Por ejemplo, muchos que no eran oficiales superiores en 1992, tuvieron que declarar con su firma que el golpe de Estado del 5 de abril de 1992 había sido “un acto consciente y serenamente meditado… expresión de la voluntad institucional unánime”. Es decir se comprometían con lo que no habían hecho, en un intento por cerrar toda posibilidad de discrepancia sobre el asunto. Al lado de eso además se comprometía a las instituciones militares y a la Policía a defender y proteger a sus miembros “en el caso de que se pretendiera responsabilizarlos individualmente por el apoyo institucional otorgado a la decisión del 5 de abril de 1992, lo cual se consideraría como una ofensa contra las instituciones tutelares”. Es decir, prácticamente, un segundo golpe de Estado.

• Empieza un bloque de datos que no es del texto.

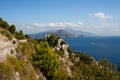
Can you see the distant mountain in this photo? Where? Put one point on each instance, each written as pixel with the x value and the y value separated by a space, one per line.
pixel 80 33
pixel 62 33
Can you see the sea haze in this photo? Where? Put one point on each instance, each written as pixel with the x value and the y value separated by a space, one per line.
pixel 98 47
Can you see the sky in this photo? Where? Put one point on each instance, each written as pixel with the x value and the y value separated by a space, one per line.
pixel 100 17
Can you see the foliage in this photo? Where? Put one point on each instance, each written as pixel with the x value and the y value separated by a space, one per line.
pixel 52 40
pixel 19 35
pixel 27 49
pixel 45 60
pixel 6 33
pixel 12 65
pixel 62 42
pixel 12 29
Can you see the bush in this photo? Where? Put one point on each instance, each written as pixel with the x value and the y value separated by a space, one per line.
pixel 45 60
pixel 6 33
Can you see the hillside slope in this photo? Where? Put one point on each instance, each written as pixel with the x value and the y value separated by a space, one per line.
pixel 49 58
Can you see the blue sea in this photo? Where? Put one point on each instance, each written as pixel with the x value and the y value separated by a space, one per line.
pixel 98 47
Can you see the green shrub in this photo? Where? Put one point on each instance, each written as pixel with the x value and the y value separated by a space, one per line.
pixel 6 33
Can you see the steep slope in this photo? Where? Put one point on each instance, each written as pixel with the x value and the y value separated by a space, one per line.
pixel 49 58
pixel 6 46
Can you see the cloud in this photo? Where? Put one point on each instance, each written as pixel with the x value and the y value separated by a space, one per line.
pixel 102 16
pixel 59 24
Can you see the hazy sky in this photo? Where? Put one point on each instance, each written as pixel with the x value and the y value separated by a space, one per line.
pixel 96 16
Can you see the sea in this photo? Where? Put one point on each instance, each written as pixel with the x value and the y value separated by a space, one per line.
pixel 98 47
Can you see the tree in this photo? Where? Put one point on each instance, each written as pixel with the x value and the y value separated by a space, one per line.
pixel 52 40
pixel 45 60
pixel 12 29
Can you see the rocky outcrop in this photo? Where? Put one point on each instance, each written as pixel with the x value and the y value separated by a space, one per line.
pixel 7 47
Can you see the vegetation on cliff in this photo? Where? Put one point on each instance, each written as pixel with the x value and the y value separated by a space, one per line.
pixel 51 58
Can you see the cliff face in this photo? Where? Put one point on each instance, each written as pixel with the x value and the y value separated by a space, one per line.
pixel 7 47
pixel 51 58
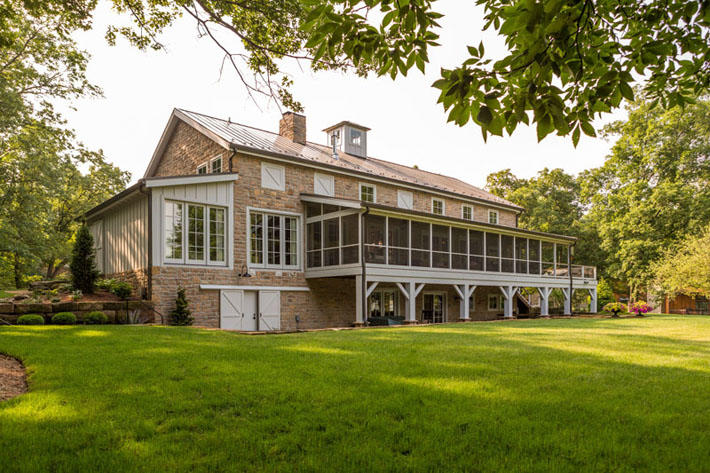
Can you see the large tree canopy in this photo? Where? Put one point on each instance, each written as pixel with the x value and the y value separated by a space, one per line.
pixel 653 189
pixel 567 61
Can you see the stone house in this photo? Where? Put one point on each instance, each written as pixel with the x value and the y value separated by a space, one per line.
pixel 267 231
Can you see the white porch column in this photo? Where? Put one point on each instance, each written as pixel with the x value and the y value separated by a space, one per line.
pixel 359 308
pixel 544 300
pixel 568 300
pixel 462 291
pixel 508 293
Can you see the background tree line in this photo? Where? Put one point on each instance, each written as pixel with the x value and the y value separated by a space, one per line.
pixel 648 203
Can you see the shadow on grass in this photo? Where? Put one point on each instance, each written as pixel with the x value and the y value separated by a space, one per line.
pixel 456 398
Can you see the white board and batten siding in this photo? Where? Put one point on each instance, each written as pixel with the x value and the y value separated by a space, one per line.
pixel 121 237
pixel 220 194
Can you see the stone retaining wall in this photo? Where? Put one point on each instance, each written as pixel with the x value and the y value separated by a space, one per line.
pixel 116 312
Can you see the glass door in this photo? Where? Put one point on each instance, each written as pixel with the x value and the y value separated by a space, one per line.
pixel 433 308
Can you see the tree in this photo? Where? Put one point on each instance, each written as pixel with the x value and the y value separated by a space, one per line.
pixel 552 204
pixel 83 261
pixel 181 315
pixel 685 268
pixel 653 189
pixel 567 61
pixel 43 189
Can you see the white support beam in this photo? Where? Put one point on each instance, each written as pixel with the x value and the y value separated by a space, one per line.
pixel 359 307
pixel 544 300
pixel 371 288
pixel 508 294
pixel 568 300
pixel 404 291
pixel 593 303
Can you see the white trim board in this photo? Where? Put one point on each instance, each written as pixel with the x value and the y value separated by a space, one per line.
pixel 218 287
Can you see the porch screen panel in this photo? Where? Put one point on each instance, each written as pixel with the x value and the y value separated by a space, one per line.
pixel 506 250
pixel 314 256
pixel 521 255
pixel 350 237
pixel 492 252
pixel 476 240
pixel 440 245
pixel 420 244
pixel 561 269
pixel 548 258
pixel 331 242
pixel 459 248
pixel 398 241
pixel 534 256
pixel 375 239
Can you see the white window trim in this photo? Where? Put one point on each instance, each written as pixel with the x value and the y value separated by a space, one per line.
pixel 299 241
pixel 411 199
pixel 281 169
pixel 443 206
pixel 374 191
pixel 185 260
pixel 330 177
pixel 221 164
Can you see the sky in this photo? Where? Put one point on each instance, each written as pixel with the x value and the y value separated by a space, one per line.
pixel 141 88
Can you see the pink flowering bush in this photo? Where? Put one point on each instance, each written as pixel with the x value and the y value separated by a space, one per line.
pixel 640 308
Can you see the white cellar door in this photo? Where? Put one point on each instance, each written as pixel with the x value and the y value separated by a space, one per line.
pixel 269 310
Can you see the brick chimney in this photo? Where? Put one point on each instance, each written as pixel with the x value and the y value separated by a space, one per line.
pixel 293 126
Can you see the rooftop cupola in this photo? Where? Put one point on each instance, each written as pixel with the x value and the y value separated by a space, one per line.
pixel 349 138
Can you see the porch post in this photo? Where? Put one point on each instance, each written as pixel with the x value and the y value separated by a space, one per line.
pixel 359 302
pixel 544 300
pixel 462 291
pixel 568 300
pixel 508 292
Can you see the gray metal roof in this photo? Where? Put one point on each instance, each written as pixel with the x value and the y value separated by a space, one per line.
pixel 262 140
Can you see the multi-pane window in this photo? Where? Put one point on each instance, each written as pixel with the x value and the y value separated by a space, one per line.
pixel 367 193
pixel 216 165
pixel 437 206
pixel 273 240
pixel 173 231
pixel 201 241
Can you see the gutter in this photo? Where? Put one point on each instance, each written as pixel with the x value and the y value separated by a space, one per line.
pixel 364 266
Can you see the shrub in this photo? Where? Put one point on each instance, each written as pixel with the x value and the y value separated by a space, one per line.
pixel 83 261
pixel 95 318
pixel 122 289
pixel 640 308
pixel 30 319
pixel 64 318
pixel 181 314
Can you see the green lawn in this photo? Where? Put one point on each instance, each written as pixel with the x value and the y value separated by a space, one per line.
pixel 537 395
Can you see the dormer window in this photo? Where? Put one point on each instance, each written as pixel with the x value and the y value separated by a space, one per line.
pixel 355 137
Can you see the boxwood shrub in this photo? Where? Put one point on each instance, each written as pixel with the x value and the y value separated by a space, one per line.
pixel 64 318
pixel 95 318
pixel 30 319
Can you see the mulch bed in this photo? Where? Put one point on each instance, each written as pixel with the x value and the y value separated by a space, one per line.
pixel 13 380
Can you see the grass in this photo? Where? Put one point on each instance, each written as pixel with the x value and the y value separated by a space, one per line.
pixel 538 395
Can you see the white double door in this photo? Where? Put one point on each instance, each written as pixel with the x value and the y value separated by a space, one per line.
pixel 250 311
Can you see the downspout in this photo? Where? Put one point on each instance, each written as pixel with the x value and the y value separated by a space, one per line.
pixel 363 295
pixel 570 249
pixel 231 157
pixel 149 269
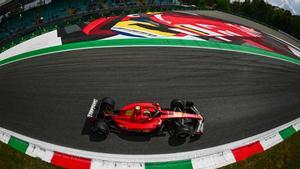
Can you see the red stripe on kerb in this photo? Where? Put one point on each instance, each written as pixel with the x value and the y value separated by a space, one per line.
pixel 244 152
pixel 70 162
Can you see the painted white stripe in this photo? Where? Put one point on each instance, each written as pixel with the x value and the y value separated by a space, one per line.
pixel 214 160
pixel 100 164
pixel 183 31
pixel 270 140
pixel 295 51
pixel 283 41
pixel 4 137
pixel 297 126
pixel 149 158
pixel 43 41
pixel 38 152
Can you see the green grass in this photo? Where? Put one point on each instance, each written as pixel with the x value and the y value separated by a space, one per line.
pixel 13 159
pixel 285 155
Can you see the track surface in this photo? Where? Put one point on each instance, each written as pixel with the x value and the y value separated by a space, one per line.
pixel 241 95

Luego venía el rechazo a los oficiales en retiro que cuestionaban la manipulación y degradación de las instituciones, declarándolos infraternos y desleales; la exaltación de la amnistía montesinista de 1995, que eliminaba la responsabilidad de los militares y policías que habían intervenido en acciones de guerra sucia y violaciones de derechos humanos, incluido por cierto el Grupo Colina; y se cerraba con un pacto “sin límite de tiempo”, para defender, proteger y solidarizarse con los que pudieran ser encausados “por su participación en la lucha contra el terrorismo” .
Se puede concluir que no era una lista de asistencia, ni un documento anodino, o algo que se pueda olvidar, sobre todo en el gobierno de quién dijo que lucharía por regenerar a las instituciones militares. Pero ahí estamos. Ya la sujeción no es la de antes. Ni la gran transformación lo que parecía. El fujimorismo perdió las elecciones, pero sigue ganando batallas.